The reference path consists of an OSCin doubler (OSC_2X), Pre-R divider, and a Post-R divider.

LMX2624-SP Reference Path DiagramFigure 6-1 Reference Path Diagram

The OSCin doubler (OSC_2X) can double up low OSCin frequencies. The OSCin doubler allows one to double the input reference frequency. This doubler adds minimal noise and is useful for increasing the Phase Detector frequency and also to avoid spurs. When the phase detector frequency is increased, the flat portion of the PLL phase noise improves.
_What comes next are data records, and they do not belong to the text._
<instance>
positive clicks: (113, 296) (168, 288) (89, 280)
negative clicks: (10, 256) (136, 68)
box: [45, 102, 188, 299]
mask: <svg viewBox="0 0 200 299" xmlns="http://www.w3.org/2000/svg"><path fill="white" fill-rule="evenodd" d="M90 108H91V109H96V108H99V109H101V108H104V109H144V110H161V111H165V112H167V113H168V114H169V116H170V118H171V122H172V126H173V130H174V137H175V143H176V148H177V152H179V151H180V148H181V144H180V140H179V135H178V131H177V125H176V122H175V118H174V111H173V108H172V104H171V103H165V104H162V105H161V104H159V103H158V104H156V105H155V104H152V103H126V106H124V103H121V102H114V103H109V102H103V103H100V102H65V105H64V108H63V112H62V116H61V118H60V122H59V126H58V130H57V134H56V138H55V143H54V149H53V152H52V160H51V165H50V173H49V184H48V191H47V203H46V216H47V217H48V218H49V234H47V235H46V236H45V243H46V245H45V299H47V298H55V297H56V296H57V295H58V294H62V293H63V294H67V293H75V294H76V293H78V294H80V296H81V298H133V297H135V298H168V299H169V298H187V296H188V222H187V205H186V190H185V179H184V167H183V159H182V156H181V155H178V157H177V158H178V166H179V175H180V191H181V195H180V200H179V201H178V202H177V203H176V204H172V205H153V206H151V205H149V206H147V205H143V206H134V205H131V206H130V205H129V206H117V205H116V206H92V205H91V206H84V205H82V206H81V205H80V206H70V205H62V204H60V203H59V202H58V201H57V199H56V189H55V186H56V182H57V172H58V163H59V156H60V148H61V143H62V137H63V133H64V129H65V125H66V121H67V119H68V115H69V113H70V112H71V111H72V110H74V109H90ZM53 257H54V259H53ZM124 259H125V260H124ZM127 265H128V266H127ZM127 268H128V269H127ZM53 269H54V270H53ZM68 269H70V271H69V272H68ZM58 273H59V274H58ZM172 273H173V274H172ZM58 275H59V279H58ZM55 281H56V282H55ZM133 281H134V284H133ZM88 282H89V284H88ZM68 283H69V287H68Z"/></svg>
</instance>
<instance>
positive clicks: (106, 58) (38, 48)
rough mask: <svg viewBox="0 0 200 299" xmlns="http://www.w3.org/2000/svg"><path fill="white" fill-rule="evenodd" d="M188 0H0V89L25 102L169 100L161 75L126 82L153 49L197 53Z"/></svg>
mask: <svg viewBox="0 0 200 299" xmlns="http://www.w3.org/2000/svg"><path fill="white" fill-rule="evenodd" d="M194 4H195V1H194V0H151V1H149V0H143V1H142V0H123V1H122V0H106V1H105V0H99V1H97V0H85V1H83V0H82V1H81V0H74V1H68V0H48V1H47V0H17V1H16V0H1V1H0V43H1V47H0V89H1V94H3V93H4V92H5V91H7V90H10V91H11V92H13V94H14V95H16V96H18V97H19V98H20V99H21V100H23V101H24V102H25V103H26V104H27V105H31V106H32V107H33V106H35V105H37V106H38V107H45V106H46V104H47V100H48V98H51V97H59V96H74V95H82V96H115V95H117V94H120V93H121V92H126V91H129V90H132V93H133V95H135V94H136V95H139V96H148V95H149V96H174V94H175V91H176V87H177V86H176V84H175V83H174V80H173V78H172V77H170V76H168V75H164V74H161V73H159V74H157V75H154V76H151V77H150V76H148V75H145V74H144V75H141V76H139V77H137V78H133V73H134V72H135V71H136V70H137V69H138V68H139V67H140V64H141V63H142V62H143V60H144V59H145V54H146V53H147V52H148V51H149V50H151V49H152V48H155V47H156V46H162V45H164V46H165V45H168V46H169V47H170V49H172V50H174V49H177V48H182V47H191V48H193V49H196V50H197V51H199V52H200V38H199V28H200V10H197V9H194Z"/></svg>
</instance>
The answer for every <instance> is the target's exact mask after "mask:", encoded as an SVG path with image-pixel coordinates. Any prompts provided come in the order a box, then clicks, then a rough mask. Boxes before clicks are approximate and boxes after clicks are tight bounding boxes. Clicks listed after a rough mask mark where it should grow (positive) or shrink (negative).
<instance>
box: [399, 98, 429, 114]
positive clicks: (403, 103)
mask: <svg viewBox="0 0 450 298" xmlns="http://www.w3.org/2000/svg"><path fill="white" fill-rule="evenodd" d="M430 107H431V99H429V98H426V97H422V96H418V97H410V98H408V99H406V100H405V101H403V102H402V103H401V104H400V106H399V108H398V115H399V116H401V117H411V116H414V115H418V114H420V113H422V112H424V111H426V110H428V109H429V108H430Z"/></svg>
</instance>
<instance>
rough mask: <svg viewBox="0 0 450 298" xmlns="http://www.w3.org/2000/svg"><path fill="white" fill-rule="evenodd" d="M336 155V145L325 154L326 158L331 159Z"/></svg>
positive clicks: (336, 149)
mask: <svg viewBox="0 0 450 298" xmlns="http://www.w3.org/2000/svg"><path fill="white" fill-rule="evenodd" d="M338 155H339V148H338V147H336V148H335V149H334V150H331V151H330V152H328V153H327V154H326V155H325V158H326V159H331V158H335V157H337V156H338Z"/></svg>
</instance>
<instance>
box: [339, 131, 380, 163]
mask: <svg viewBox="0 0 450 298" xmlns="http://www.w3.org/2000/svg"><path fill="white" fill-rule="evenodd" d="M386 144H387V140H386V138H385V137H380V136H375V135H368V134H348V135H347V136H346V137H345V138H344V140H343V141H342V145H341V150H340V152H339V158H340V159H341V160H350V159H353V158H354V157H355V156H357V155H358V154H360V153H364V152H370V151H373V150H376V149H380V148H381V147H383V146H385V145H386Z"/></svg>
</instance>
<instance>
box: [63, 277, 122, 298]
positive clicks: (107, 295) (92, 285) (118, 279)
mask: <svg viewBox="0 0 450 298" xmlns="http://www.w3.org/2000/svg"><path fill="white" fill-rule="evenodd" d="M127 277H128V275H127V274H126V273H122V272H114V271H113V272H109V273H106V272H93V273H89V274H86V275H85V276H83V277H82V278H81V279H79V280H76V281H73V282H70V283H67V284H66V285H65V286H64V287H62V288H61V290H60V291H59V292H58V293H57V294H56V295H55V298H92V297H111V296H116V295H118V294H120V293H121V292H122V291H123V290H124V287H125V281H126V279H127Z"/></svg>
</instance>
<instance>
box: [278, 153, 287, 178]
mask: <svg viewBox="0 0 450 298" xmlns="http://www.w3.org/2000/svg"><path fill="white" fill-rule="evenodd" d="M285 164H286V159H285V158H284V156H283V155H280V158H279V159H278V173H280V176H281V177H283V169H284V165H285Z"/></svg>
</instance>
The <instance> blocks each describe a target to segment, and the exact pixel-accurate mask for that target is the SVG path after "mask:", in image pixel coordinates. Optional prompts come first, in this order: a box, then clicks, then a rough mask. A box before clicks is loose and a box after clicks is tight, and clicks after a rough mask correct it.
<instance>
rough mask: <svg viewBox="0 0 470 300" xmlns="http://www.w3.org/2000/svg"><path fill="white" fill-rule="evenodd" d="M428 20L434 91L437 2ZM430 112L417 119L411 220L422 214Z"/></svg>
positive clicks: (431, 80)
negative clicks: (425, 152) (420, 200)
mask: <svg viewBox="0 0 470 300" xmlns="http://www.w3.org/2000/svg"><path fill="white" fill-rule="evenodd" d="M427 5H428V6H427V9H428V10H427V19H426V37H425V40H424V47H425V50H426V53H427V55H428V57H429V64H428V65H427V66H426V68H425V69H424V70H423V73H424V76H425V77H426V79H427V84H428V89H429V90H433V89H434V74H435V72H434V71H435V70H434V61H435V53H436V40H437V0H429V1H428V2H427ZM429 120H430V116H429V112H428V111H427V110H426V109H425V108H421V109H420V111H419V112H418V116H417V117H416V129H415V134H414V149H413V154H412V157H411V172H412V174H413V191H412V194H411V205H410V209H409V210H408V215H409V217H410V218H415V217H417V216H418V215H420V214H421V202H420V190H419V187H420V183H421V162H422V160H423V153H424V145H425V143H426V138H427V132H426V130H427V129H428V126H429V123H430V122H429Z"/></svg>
Pre-R (PLL_R_PRE) and Post-R (PLL_R) dividers both divide frequency down. The phase detector frequency, fPD, is calculated in Equation 1

Equation 1. fPD = fOSC × OSC_2X / (PLL_R_PRE × PLL_R)

For Equation 1, remember:

  • If the OSCin doubler is used, the OSCin signal must have around 50% duty cycle as both the rising and falling edges are used. Otherwise the spurs are high.
  • If the OSCin doubler is not used, only rising edges of the OSCin signal are used and duty cycle is not critical.